Blueprints are a set of computation paths that a dataset passes through before producing predictions from data. A blueprint can be trained on a dataset to generate a model.

To modify blueprints using Python, reference the Blueprint Workshop documentation.

The following code block summarizes the interactions available for blueprints.

# Get the set of blueprints recommended by datarobot
import datarobot as dr
my_projects = dr.Project.list()
project = my_projects[0]
menu = project.get_blueprints()

first_blueprint = menu[0]
project.train(first_blueprint)

List blueprints

When you upload a file to a project and set a target, you receive a set of recommended blueprints that are appropriate for the task at hand.

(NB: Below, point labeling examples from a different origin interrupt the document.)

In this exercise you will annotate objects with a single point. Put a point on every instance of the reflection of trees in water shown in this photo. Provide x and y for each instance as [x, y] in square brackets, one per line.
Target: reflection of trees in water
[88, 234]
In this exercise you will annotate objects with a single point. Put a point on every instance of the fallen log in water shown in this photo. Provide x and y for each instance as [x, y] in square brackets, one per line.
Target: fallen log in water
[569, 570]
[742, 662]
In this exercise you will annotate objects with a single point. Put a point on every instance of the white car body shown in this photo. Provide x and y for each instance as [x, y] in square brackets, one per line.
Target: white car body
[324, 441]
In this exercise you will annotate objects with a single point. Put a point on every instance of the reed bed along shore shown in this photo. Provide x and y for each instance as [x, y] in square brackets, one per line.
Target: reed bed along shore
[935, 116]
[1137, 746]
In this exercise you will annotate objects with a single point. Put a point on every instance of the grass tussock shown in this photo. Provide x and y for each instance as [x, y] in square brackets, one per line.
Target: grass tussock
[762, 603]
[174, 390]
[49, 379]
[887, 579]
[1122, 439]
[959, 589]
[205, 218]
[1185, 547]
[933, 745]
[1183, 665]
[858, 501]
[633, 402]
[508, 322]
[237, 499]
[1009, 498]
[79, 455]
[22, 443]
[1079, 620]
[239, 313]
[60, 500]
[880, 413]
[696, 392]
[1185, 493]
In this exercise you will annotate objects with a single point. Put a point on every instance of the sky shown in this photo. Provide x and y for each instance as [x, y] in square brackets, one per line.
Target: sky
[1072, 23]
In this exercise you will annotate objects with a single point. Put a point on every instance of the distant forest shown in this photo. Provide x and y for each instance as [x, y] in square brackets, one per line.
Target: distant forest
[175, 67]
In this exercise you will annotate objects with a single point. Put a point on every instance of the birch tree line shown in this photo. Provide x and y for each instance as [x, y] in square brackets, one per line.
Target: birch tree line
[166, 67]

Use get_blueprints to get the list of blueprints recommended for a project:

project = dr.Project.get('5506fcd38bd88f5953219da0')
menu = project.get_blueprints()
blueprint = menu[0]

Get a blueprint

If you already have a blueprint_id from a model you can retrieve the blueprint directly.

project_id = '5506fcd38bd88f5953219da0'
project = dr.Project.get(project_id)
models = project.get_models()
model = models[0]
blueprint = Blueprint.get(project_id, model.blueprint_id)

Get a blueprint chart

You can retrieve charts for all blueprints that are either from a blueprint menu or are already used in a model. You can also get a blueprint’s representation in Graphviz DOT format to render it into the format you need.

project_id = '5506fcd38bd88f5953219da0'
blueprint_id = '4321fcd38bd88f595321554223'
bp_chart = BlueprintChart.get(project_id, blueprint_id)
print(bp_chart.to_graphviz())

Get blueprint documentation

You can retrieve documentation for tasks used in a blueprint. The documentation contains information about the task, its parameters, and links and references to additional sources. All documents are instances of the BlueprintTaskDocument class.

project_id = '5506fcd38bd88f5953219da0'
blueprint_id = '4321fcd38bd88f595321554223'
bp = Blueprint.get(project_id, blueprint_id)
docs = bp.get_documents()
print(docs[0].task)
>>> Average Blend
print(docs[0].links[0]['url'])
>>> https://en.wikipedia.org/wiki/Ensemble_learning

Blueprint attributes

The Blueprint class holds the data required to use the blueprint for modeling. This includes the blueprint_id and project_id. There are also two attributes that help distinguish blueprints: model_type and processes.

print(blueprint.id)
>>> u'8956e1aeecffa0fa6db2b84640fb3848'
print(blueprint.project_id)
>>> u5506fcd38bd88f5953219da0'
print(blueprint.model_type)
>>> Logistic Regression
print(blueprint.processes)
>>> [u'One-Hot Encoding',
     u'Missing Values Imputed',
     u'Standardize',
     u'Logistic Regression']

Build a model from a blueprint

You can also use a blueprint to train a model. The model is trained on the associated project’s dataset by default. Note that Project.train is used for non-datetime partitioned projects. Project.train_datetime should be used for datetime partitioned projects.

model_job_id = project.train(blueprint)

# For datetime partitioned projects
model_job = project.train_datetime(blueprint.id)

Both Project.train and Project.train_datetime will put a new modeling job into the queue. However, note that Project.train returns the ID of the created ModelJob, while Project.train_datetime returns the ModelJob object itself. You can pass a ModelJob ID to wait_for_async_model_creation function, which polls the async model creation status and returns the newly created model when it’s finished.